Copper(II) interference by complexation in cathodic stripping voltammetry: accumulation of sulfachloropyridazine as its copper(I) complex to increase the sensitivity of its direct determination at a hanging mercury drop electrode and to overcome interference from copper(II)

Abstract

Sulfachloropyridazine adsorbs on a hanging mercury drop electrode and can be determined by direct reduction in acidic solution using cathodic stripping voltammetry. In pH 3–4 Britton–Robinson buffer [peak potential =–0.70 to –0.77 V versus Ag/AgCl (3 mol l–1 KCl)] about a three fold increase in signal size is obtained when accumulation is effected at –0.1 V in the presence of sufficient added copper(II). Studies of the effect of accumulation potential, accumulation on open circuit and the use of EDTA buffer indicate that the enhancement is due to accumulation of the copper(I) complex of sulfachloropyridazine.
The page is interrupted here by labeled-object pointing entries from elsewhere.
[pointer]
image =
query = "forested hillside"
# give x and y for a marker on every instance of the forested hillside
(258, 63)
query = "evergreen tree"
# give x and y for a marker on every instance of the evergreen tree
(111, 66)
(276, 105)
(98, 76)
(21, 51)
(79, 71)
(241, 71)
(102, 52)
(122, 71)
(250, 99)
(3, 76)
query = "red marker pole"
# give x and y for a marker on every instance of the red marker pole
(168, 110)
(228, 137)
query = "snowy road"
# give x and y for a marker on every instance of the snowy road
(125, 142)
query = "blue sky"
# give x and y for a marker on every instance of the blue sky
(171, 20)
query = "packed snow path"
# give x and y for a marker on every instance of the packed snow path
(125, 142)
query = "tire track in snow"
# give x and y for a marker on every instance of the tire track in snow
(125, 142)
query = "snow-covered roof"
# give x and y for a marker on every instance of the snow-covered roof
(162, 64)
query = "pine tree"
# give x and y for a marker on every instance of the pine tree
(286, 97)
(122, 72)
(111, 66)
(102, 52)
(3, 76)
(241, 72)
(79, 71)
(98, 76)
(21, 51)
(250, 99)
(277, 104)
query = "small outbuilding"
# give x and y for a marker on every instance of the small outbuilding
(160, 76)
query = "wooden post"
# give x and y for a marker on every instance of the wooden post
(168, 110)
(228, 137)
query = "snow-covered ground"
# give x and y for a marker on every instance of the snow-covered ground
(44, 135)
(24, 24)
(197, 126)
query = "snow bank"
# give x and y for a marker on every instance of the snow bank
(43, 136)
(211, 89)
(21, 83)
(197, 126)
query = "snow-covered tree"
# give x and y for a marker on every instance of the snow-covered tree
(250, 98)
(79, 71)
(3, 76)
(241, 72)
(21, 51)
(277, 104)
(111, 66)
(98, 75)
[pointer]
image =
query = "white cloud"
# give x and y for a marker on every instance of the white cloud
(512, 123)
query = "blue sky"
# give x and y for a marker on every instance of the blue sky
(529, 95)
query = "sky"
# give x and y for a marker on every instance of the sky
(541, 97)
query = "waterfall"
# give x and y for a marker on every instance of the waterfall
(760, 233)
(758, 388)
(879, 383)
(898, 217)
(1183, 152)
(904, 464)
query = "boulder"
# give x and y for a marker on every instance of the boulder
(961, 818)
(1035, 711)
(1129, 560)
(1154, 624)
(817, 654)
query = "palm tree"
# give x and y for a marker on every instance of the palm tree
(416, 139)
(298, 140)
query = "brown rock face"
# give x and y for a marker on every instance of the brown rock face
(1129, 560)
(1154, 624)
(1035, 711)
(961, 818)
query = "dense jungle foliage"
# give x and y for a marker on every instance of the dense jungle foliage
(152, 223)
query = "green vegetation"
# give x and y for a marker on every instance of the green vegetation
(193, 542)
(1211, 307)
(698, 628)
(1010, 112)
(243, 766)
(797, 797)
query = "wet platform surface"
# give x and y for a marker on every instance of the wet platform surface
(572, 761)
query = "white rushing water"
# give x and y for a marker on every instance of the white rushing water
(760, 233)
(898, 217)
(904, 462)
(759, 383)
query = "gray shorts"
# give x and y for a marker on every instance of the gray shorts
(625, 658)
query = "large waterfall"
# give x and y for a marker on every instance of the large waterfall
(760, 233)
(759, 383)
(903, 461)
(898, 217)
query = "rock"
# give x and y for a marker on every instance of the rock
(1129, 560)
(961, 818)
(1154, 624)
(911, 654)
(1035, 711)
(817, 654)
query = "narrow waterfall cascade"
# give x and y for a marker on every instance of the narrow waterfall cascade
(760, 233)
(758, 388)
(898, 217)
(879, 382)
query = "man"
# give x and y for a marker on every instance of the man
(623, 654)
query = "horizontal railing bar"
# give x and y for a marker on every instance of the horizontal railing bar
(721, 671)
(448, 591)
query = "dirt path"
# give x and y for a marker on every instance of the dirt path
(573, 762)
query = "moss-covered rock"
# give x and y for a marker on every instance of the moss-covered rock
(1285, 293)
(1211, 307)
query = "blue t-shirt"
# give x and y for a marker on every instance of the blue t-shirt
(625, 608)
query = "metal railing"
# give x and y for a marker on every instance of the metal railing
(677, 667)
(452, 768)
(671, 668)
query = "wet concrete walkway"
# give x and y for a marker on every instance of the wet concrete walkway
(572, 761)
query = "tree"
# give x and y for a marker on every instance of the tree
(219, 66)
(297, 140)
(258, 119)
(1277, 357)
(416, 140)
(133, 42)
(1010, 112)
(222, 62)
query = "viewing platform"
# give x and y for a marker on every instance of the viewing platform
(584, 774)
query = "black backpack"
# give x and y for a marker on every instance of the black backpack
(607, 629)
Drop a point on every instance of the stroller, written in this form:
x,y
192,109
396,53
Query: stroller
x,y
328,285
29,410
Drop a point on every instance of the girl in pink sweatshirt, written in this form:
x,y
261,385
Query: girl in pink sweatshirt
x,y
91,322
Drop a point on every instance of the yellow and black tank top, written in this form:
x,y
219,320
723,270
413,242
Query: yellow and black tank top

At pH values <3, where complex formation would be suppressed by protonation of the sulfonamide group, the peak height is not enhanced by copper(II). The enhancement by copper(II) at pH 3 reaches a limiting maximum at 5 × 10–7 mol l–1 and precise determination of sulfachloropyridazine (detection limit 1.7 × 10–9 mol l–1) can be made under these conditions. The present system serves as an example of a determinand which can accumulate in more than one form, in this case as sulfachloropyridazine and its copper(I) complex, with the possibility of errors and imprecision being created in the subsequent voltammetric determination. Copper(II) in the sample, or the de-ionized water supply, interferes in the determination of sulfachloropyridazine if sufficient copper(II) is not added.